Je voulais lui courir après et l'embrasser. Mais il était allé trop loin. Il n'aurait jamais dû lever la main sur moi. Je rentrais chez moi en courant, les larmes qui coulaient à flot sur mon visage. Je m'enfermais dans ma chambre, assise par terre le dos contre la porte. Tous mes souvenirs avec Reagan me revinrent en tête. Je me rappelais de la première fois où nous avions parlé. Je me souvenais de quand il s'était confié à moi, et de quand je m'étais confiée à lui. Je me souvenais de notre premier baiser, et de tous ceux qui lui avaient succédé. Je me rappelais du temps où on dormait ensemble en cachette. Du jour où nous avions fait l'amour pour la première fois. Je me souvenais de tout, de tout ce que j'avais perdu avec lui.

Je me relevais et fouillais mon armoire à la recherche d'une boîte à chaussures assez spéciale. Je la dégageais de l'étagère du haut en me hissant sur la pointe des pieds. Je m'asseyais sur mon lit et j'ouvris la boîte. J'en sortis une enveloppe et des photos. Je faisait défiler chacune de ces photos sous mes yeux, nous étions tous les deux dans les bras l'un de l'autre, souriants et heureux comme un couple. Sur une des photos Reagan était endormi, je caressais son visage du bout de mon pouce et mes larmes se remirent à couler.

À cet instant précis je savais que je venais probablement de faire la plus grosse erreur de ma vie en rejetant la seule personne que j'avais réellement aimée. Je déchirais l'enveloppe pour récupérer son contenu. La gourmette de Reagan et le collier qu'il m'avait offert était toujours là. Je serrais le collier dans la paume de ma main, contre mon coeur. -Je te demande pardon Reagan. Murmurais je entre deux sanglots.-

Je rangeais la boîte en gardant le collier de Reagan dans ma main et je m'endormis en position foetale.
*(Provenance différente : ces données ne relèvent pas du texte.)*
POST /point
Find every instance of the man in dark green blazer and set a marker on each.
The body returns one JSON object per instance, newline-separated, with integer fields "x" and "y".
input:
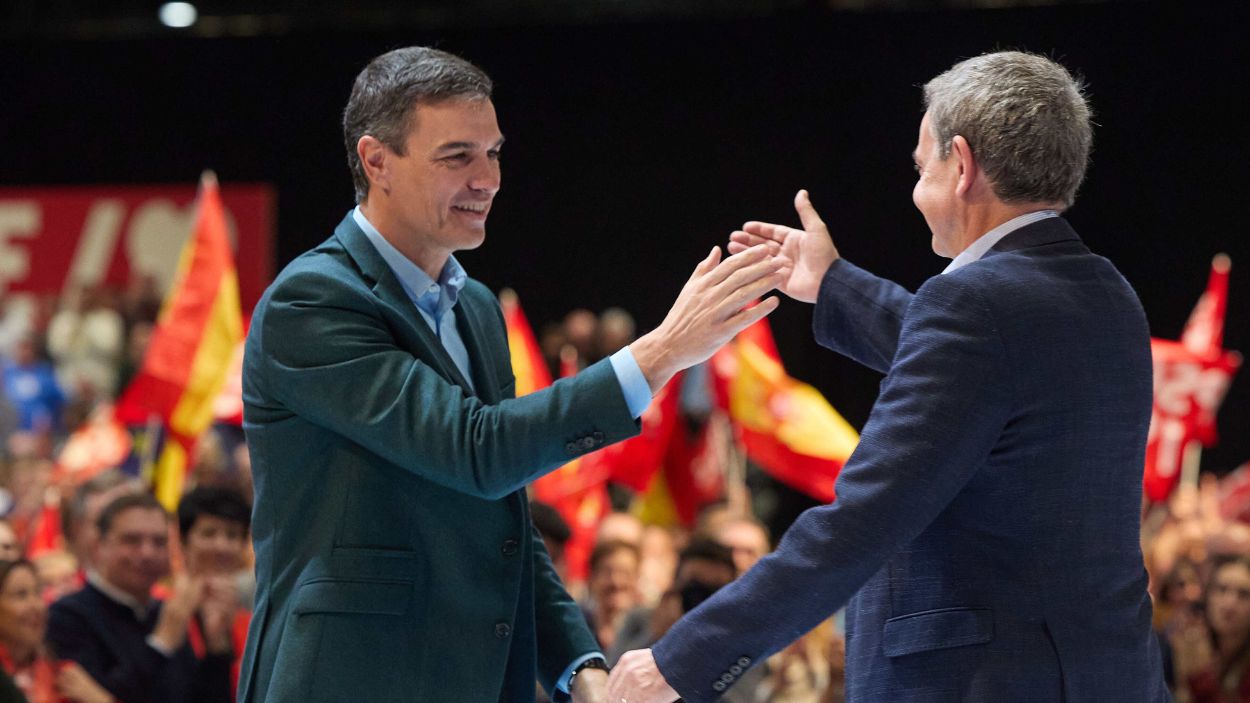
{"x": 395, "y": 557}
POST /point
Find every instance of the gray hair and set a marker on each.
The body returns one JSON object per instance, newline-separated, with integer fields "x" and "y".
{"x": 1025, "y": 119}
{"x": 388, "y": 91}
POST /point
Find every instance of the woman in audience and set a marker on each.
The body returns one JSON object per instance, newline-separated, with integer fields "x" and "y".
{"x": 1211, "y": 651}
{"x": 28, "y": 673}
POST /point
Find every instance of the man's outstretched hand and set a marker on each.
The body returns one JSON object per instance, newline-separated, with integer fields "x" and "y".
{"x": 636, "y": 679}
{"x": 805, "y": 253}
{"x": 711, "y": 308}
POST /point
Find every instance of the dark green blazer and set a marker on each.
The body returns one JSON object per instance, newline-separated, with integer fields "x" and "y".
{"x": 395, "y": 556}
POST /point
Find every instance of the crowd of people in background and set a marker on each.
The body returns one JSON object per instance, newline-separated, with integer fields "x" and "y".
{"x": 121, "y": 599}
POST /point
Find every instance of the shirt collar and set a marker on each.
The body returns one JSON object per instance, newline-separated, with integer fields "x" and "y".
{"x": 118, "y": 596}
{"x": 434, "y": 298}
{"x": 986, "y": 242}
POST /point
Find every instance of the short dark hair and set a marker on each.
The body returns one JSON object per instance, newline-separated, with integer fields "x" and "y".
{"x": 606, "y": 549}
{"x": 218, "y": 502}
{"x": 389, "y": 89}
{"x": 74, "y": 509}
{"x": 123, "y": 503}
{"x": 708, "y": 549}
{"x": 6, "y": 569}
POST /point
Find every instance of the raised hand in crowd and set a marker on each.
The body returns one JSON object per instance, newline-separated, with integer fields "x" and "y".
{"x": 710, "y": 309}
{"x": 76, "y": 686}
{"x": 216, "y": 613}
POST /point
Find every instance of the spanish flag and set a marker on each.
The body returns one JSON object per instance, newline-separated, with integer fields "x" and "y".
{"x": 191, "y": 348}
{"x": 578, "y": 490}
{"x": 784, "y": 425}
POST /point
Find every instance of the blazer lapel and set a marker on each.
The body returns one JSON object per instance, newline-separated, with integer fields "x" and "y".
{"x": 471, "y": 325}
{"x": 1050, "y": 230}
{"x": 384, "y": 284}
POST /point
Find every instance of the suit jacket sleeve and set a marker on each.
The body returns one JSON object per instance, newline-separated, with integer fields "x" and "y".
{"x": 941, "y": 409}
{"x": 859, "y": 314}
{"x": 134, "y": 679}
{"x": 326, "y": 353}
{"x": 561, "y": 628}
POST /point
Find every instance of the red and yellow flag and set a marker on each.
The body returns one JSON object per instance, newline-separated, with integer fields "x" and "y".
{"x": 578, "y": 490}
{"x": 190, "y": 350}
{"x": 1190, "y": 379}
{"x": 785, "y": 425}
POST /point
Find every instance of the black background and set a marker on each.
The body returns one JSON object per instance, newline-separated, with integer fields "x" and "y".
{"x": 634, "y": 146}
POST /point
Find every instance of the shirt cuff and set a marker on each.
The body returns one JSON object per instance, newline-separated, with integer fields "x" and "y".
{"x": 563, "y": 684}
{"x": 638, "y": 392}
{"x": 151, "y": 642}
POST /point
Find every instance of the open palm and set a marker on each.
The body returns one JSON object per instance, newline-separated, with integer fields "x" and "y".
{"x": 808, "y": 252}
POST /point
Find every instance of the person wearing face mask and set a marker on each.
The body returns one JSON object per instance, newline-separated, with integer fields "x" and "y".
{"x": 29, "y": 674}
{"x": 395, "y": 554}
{"x": 213, "y": 524}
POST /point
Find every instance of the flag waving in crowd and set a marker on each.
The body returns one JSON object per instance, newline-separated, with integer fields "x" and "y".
{"x": 1191, "y": 377}
{"x": 190, "y": 350}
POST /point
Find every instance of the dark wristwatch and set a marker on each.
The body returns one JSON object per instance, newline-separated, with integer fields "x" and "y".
{"x": 596, "y": 663}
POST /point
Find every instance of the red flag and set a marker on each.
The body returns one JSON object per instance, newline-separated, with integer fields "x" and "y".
{"x": 785, "y": 425}
{"x": 576, "y": 490}
{"x": 190, "y": 350}
{"x": 1190, "y": 379}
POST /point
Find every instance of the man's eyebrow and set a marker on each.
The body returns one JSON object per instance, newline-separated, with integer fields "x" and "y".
{"x": 458, "y": 145}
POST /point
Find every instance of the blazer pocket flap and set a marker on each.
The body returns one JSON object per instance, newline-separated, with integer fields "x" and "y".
{"x": 360, "y": 597}
{"x": 936, "y": 629}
Je me réveillais vers quinze heures dans l'après midi, quand la porte d'entrée claqua. Ma mère entra dans ma chambre, le visage pâle.
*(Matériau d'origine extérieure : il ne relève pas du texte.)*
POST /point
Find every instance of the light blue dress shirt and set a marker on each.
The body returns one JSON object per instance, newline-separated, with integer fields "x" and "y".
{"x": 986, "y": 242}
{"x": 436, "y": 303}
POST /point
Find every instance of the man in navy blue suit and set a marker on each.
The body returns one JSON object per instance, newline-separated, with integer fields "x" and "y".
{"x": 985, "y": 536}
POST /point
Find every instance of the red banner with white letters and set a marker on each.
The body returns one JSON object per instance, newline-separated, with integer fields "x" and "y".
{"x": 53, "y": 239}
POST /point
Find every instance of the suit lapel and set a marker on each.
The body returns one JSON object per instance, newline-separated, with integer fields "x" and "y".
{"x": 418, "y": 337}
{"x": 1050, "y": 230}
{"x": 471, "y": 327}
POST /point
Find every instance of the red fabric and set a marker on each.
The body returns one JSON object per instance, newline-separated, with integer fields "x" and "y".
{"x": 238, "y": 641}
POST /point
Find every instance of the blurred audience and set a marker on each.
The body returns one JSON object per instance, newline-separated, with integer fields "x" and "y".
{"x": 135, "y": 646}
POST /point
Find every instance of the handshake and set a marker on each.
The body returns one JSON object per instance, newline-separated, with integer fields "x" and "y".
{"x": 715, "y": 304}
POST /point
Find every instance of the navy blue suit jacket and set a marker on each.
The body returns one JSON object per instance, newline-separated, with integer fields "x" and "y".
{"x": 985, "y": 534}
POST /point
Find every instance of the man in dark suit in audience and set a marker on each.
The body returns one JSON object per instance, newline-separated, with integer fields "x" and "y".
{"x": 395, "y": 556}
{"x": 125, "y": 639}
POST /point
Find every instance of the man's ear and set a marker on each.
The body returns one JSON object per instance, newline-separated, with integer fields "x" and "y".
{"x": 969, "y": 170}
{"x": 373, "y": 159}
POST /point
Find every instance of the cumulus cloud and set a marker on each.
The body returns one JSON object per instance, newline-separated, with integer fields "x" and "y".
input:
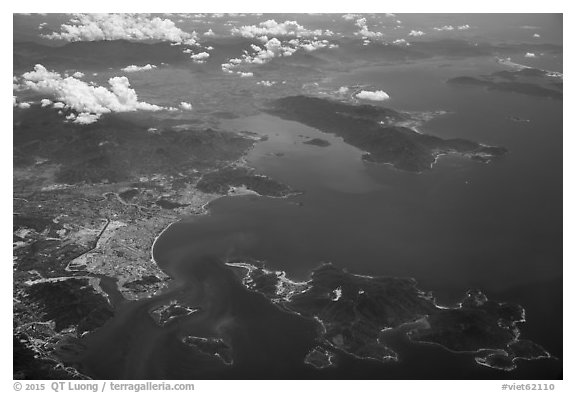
{"x": 364, "y": 31}
{"x": 87, "y": 100}
{"x": 401, "y": 41}
{"x": 273, "y": 28}
{"x": 186, "y": 106}
{"x": 350, "y": 16}
{"x": 98, "y": 27}
{"x": 273, "y": 48}
{"x": 135, "y": 68}
{"x": 444, "y": 28}
{"x": 416, "y": 33}
{"x": 200, "y": 57}
{"x": 377, "y": 95}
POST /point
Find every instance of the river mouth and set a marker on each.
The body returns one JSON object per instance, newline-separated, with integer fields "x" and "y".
{"x": 461, "y": 225}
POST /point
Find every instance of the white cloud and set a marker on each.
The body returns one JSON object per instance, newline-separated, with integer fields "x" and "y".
{"x": 401, "y": 41}
{"x": 84, "y": 98}
{"x": 444, "y": 28}
{"x": 416, "y": 33}
{"x": 186, "y": 106}
{"x": 135, "y": 68}
{"x": 350, "y": 16}
{"x": 377, "y": 95}
{"x": 200, "y": 57}
{"x": 273, "y": 28}
{"x": 98, "y": 27}
{"x": 364, "y": 31}
{"x": 86, "y": 118}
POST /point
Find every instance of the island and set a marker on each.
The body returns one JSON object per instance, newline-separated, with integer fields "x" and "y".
{"x": 356, "y": 313}
{"x": 380, "y": 132}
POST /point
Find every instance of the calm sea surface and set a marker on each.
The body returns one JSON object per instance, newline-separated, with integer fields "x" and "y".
{"x": 496, "y": 227}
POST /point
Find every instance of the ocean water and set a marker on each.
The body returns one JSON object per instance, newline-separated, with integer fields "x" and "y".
{"x": 496, "y": 227}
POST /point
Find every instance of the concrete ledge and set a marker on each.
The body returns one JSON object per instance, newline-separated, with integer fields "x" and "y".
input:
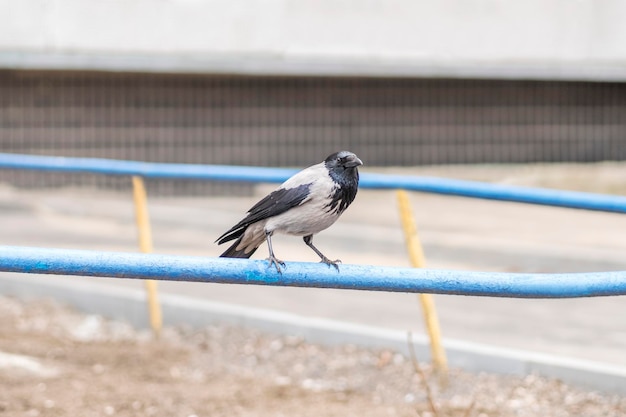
{"x": 130, "y": 305}
{"x": 264, "y": 65}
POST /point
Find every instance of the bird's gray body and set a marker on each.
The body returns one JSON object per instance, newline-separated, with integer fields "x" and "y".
{"x": 304, "y": 205}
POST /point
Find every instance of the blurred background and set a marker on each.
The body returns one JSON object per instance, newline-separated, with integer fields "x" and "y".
{"x": 284, "y": 83}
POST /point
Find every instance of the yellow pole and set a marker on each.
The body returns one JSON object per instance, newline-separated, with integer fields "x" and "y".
{"x": 145, "y": 246}
{"x": 416, "y": 254}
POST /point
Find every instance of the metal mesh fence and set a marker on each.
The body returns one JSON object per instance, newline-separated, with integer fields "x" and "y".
{"x": 296, "y": 121}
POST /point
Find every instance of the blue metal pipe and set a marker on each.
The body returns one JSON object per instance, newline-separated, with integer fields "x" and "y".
{"x": 298, "y": 274}
{"x": 474, "y": 189}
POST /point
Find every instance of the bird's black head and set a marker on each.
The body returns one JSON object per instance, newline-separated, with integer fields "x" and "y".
{"x": 342, "y": 161}
{"x": 342, "y": 168}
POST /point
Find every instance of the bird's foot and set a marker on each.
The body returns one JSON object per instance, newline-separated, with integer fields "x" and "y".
{"x": 334, "y": 263}
{"x": 277, "y": 263}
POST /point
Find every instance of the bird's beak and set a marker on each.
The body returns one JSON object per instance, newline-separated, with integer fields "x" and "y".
{"x": 354, "y": 161}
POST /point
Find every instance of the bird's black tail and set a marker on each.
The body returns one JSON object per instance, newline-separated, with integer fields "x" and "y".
{"x": 232, "y": 251}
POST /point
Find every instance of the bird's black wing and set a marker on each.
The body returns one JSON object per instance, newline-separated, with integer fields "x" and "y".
{"x": 275, "y": 203}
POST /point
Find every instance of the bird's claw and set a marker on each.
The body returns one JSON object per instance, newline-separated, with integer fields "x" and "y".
{"x": 277, "y": 263}
{"x": 331, "y": 263}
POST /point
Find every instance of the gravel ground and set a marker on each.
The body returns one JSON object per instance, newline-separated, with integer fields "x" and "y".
{"x": 57, "y": 362}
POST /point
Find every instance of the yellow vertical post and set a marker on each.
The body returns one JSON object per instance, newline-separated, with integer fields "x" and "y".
{"x": 145, "y": 246}
{"x": 416, "y": 254}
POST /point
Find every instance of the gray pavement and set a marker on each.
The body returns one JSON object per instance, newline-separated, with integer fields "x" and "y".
{"x": 457, "y": 233}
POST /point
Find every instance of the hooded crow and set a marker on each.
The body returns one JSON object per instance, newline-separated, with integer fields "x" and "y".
{"x": 307, "y": 203}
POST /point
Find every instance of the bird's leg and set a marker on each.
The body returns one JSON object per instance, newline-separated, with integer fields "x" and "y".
{"x": 309, "y": 241}
{"x": 273, "y": 259}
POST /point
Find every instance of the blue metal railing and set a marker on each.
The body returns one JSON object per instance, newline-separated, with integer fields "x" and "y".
{"x": 475, "y": 189}
{"x": 301, "y": 274}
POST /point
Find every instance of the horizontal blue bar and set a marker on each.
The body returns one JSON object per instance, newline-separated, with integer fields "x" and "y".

«-Eden, tu es là ! Fit elle d'une voix faible.
-Qu'est ce qui se passe ? Demandais-je sans comprendre.
-C'est Reagan...
-Quoi Reagan ?
-Il a eu un accident.»

À ces mots, je bondissais hors de mon lit et je me précipitais vers ma mère.
Un accident ?! Est ce qu'il allait bien ? Et si il était mort ? Ma respiration fut de plus en plus rude face à l'augmentation de mon degré d'angoisse. Je ne voulais pas perdre Reagan. Je ne pouvais pas le perdre. Surtout sachant que les dernières paroles que je lui avais adressées étaient horriblement méchantes, et injustifiées. Je m'en voulais tellement... C'était de ma faute.